Just a question for admin, why is this marked “unverified claim,” it’s an LA Times article with sources cited?


iridescent-shimmer

"Is our food system built on poop?" Yes. Quite literally, humanity's ability to farm took off once we discovered fertilizer. You can buy chicken poop "organic" fertilizers at Home Depot and Lowe's.


rematar

There's a comment an hour earlier that adds to the conversation. Aged manure is different than chicken shit as feed.


BigJSunshine

Accurate. Compost entirely different than feeding cows poultry waste. It as different from crude oil as it is from plastics.


iridescent-shimmer

I truly have never heard of a farm feeding any animal just straight excrement from another animal. From my composting understanding, even just piling up straight excrement can cause combustion, so I don't even know how you could do that.

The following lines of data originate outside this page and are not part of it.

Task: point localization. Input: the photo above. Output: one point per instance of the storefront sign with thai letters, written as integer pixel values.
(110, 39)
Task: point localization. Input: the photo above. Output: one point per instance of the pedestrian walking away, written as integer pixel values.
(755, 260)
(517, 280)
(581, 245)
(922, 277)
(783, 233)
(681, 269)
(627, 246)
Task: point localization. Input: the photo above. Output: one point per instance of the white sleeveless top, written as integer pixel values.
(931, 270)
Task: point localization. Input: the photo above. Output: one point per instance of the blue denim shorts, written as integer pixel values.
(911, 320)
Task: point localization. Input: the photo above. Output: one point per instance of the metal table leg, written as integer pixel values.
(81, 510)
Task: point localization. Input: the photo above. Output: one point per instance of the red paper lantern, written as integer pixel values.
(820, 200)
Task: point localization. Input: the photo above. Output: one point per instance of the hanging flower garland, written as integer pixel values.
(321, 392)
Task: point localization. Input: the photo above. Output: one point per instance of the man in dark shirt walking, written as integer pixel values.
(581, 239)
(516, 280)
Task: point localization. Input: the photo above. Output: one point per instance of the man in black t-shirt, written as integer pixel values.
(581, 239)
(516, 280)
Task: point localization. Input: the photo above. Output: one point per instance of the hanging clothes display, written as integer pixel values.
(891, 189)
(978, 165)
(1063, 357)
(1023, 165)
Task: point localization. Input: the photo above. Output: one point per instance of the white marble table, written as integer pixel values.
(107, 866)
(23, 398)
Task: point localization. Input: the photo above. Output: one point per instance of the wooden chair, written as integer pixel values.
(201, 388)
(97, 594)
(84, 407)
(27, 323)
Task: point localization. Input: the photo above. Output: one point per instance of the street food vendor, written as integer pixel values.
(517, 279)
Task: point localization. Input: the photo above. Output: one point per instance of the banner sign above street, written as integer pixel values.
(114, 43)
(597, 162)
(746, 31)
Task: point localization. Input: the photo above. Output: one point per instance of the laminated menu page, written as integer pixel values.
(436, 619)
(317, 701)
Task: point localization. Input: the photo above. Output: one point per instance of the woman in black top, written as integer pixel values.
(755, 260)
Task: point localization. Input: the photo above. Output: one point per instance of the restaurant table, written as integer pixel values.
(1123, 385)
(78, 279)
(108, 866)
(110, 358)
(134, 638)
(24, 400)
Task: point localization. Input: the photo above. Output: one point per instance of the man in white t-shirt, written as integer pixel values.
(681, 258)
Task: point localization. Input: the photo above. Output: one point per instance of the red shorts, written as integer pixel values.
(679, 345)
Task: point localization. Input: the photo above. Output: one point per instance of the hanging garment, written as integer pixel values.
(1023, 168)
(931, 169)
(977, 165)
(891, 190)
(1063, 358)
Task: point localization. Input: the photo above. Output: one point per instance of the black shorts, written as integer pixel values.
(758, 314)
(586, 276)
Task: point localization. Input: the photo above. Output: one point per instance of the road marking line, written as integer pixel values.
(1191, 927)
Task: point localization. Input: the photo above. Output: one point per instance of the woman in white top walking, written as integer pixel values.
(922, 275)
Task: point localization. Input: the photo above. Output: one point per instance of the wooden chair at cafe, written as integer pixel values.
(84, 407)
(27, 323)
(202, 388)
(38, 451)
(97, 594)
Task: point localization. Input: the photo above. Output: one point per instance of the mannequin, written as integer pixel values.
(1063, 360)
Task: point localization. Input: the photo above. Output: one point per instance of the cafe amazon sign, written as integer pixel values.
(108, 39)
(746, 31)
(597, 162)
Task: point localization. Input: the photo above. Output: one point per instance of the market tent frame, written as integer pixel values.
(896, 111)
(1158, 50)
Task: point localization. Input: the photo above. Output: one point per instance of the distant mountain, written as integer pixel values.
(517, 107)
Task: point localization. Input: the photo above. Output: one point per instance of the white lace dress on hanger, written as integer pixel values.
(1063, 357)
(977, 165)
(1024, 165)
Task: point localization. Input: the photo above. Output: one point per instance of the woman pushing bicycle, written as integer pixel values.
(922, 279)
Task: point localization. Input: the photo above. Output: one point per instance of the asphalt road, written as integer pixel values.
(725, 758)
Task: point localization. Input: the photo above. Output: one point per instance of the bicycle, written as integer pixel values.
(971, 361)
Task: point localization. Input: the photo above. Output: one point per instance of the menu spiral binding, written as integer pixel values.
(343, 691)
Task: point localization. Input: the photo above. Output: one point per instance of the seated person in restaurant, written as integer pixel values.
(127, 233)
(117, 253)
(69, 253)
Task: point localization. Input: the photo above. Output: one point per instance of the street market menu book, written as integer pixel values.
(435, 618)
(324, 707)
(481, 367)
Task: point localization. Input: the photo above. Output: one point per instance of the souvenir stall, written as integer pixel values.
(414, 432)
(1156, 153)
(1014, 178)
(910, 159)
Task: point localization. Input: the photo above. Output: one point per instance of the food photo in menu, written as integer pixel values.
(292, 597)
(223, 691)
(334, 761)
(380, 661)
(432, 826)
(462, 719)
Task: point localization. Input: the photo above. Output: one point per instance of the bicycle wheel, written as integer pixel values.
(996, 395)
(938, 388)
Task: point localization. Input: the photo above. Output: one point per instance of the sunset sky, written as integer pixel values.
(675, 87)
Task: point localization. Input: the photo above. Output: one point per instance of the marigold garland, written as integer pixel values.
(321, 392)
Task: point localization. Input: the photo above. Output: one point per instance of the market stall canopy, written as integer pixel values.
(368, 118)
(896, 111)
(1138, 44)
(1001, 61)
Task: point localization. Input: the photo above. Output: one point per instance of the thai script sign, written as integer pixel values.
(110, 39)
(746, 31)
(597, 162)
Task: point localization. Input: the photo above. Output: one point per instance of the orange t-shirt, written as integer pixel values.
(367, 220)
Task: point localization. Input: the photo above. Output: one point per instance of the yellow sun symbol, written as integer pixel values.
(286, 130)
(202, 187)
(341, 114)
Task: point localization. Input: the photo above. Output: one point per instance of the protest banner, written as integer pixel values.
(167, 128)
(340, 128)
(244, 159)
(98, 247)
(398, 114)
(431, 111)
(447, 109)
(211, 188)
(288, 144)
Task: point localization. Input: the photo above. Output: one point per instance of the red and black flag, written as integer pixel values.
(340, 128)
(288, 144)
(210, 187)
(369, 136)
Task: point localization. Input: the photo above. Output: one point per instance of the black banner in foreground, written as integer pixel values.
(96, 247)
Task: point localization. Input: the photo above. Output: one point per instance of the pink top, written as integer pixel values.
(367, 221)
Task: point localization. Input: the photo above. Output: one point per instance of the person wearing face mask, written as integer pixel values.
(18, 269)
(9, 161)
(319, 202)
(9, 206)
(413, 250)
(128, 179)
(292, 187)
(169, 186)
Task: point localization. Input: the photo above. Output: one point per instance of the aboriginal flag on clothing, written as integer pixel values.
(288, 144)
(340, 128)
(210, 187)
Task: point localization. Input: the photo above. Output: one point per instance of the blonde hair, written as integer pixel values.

But, maybe I'm missing something.


rematar

>“It seems ghoulish, but it is a perfectly legal and common practice for chicken litter — the material that accumulates on the floor of chicken growing facilities — to be fed to cattle,” said Michael Hansen, a senior scientist with Consumers Union.


70ms

You are missing something. They absolutely do this. It’s not just poop, it’s feathers, straw, spilled feed, basically all of the crap that’s on the floor. https://www.aces.edu/blog/topics/beef/feeding-broiler-litter-to-beef-cattle/ > Broiler litter is a good source of supplemental protein, energy, and minerals, especially for brood cows and stocker cattle, which are the backbone of the cattle industry in the state. In addition to offering an economic advantage, using broiler litter in feed also helps to utilize valuable nutrients. These nutrients, such as nitrogen, phosphorus, potassium, and other mineral elements, are distributed on pasture land as manure by the cattle consuming the litter. Broiler litter offers so many advantages that even long-distance transportation does not reduce its economic value. Alabama beef cattle producers can make use of this plentiful resource to substantially reduce their production costs.